Jensen himself has experienced the bloody dangers of kite surfing. You can actually find pictures of the hole he tore in his derriere online. He's laughing about it in the YouTube video but it looks nasty. It happened last autumn. Jensen was trying to do a "grind" -- a trick from skateboarding that involves sliding ones' board across a railing or some other solid obstacle -- over an old metal railing, part of an old swimming platform off the beach at Fehmarn. "What you do is jump your board onto a railing and let it slide along. But suddenly there was a screw there that I hadn't seen beforehand," Jensen explained. A visit to the doctor and 16 stitches later, his rear end was whole again.

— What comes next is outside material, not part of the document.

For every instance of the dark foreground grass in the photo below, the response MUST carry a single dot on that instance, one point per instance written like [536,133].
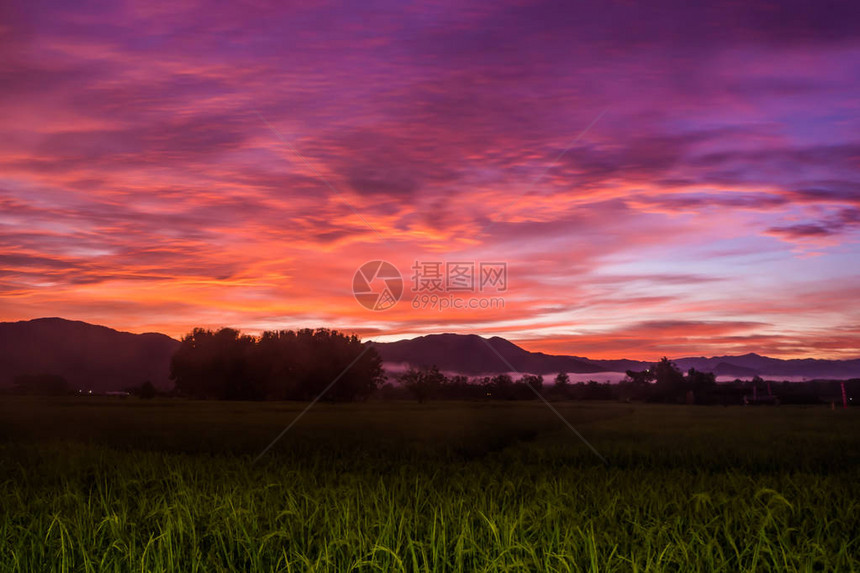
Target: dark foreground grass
[132,485]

This autumn, Jensen is going to need that rear end -- to sit on. He will be starting an engineering course at university. And obviously he'll be studying in Kiel, the capital of the northern state of Schleswig-Holstein, which also happens to be the capital of German kite surfing. So, afternoons will be spent on the Baltic Sea beaches, then? Jensen shook his head. "I need to take my studies seriously. I've been going so hard with kite surfing up until now that it's no contest as to which comes first."
But no matter what he says, it seems he cannot stay away from wind and water. His dream job: to work for German company Enercon, where he's just applied to do an internship. And what do they do? Among other things, the company, a world leader in wind energy, build off-shore wind farms. Of course.